La giunta provinciale adesso modifica la delibera del super-contratto d'affitto
PAVIA.La giunta provinciale si è riunita ieri con un solo punto all'ordine del giorno: la modifica della delibera sull'affitto dei locali per la sezione alberghiera del Cossa. Ma la correzione riguarda una parte marginale del contratto e non pare in grado di placare le polemiche che sono sorte sul super canone che l'ente pubblico si è impegnato a pagare. Cosi come non sembrano destinate a dissolversi le perplessità sulla società che ha affittato l'immobile.

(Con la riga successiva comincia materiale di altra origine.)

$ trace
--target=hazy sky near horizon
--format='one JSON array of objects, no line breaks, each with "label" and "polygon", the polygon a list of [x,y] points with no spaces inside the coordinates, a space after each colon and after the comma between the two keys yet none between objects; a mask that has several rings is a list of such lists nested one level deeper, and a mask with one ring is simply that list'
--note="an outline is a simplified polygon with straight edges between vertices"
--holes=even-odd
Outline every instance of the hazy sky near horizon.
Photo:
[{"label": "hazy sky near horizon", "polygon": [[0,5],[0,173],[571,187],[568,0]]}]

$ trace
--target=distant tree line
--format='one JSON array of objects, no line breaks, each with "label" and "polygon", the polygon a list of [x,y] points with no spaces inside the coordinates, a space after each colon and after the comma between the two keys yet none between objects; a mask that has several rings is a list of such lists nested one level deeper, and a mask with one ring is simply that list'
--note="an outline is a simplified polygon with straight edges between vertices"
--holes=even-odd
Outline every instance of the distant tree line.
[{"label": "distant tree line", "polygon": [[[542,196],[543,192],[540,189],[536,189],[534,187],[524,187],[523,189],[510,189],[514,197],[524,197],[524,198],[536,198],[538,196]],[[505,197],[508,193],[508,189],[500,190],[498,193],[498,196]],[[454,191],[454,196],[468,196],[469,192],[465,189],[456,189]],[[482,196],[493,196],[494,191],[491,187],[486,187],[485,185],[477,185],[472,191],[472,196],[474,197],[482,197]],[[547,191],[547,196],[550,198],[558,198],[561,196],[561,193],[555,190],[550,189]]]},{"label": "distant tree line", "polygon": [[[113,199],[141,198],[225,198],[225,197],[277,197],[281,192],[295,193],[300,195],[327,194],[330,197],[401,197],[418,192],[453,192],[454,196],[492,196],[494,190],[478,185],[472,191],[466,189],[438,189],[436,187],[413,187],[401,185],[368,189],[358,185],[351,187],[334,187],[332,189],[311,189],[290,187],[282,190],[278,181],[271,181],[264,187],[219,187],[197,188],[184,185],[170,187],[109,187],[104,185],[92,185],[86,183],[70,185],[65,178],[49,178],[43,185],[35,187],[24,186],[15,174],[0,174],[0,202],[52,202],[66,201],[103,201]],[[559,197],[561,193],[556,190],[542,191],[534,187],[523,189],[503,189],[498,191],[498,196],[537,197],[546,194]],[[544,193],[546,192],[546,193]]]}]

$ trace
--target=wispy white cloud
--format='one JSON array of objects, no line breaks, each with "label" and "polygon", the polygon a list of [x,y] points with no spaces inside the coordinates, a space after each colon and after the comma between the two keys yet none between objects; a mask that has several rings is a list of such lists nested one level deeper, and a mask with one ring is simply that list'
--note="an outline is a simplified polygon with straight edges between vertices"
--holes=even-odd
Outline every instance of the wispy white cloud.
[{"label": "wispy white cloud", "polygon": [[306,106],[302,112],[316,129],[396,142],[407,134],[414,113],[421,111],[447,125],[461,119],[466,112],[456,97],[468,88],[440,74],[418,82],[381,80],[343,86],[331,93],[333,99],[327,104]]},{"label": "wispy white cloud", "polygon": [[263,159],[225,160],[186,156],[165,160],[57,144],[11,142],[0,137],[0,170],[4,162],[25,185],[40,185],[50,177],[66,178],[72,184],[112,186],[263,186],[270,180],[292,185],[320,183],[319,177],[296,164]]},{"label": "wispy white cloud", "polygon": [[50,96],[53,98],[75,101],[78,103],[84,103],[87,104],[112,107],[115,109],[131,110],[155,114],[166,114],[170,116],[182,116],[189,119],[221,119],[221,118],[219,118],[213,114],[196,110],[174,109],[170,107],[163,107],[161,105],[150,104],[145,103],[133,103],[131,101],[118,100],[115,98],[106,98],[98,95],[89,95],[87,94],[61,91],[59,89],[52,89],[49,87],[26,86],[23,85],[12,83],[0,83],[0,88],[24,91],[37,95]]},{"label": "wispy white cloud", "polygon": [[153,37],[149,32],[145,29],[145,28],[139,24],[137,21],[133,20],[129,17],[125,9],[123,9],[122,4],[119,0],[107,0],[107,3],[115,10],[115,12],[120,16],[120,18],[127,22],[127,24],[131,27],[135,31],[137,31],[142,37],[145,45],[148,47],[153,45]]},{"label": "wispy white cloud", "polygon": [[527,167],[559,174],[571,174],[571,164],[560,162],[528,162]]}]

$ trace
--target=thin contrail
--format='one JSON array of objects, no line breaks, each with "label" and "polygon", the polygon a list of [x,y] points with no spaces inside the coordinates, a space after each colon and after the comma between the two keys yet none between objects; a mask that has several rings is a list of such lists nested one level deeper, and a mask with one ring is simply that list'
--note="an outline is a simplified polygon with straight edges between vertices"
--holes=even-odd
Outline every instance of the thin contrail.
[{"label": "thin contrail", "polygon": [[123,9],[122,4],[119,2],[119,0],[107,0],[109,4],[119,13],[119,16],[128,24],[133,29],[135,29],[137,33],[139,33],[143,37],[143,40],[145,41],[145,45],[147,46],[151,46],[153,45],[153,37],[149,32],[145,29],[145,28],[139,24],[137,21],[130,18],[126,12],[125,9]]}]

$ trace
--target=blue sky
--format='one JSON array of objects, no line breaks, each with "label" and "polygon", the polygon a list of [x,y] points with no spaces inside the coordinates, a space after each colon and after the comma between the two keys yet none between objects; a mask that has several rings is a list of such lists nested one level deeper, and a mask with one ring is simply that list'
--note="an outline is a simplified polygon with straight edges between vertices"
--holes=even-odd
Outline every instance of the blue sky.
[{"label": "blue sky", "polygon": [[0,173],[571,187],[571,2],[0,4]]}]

Ieri, dunque, la giunta ha provveduto a precisare che se dopo nove anni (nel 2014) la società che affitta dovesse decidere di non rinnovare il contratto per altri nove anni, la Provincia smetterebbe di pagare i 234 mila euro l'anno previsti a titolo di rimborso per le spese di ristrutturazione dei locali (da adeguare alle esigenze scolastiche).
Resta però il fatto che per ogni ciclo di nove anni la Provincia pagherà 5,7 milioni di euro (e forse non sono comprese nemmeno le spese per riscaldamento e luce) più 124.230 euro che la Provincia deve ancora per la precedente ristrutturazione.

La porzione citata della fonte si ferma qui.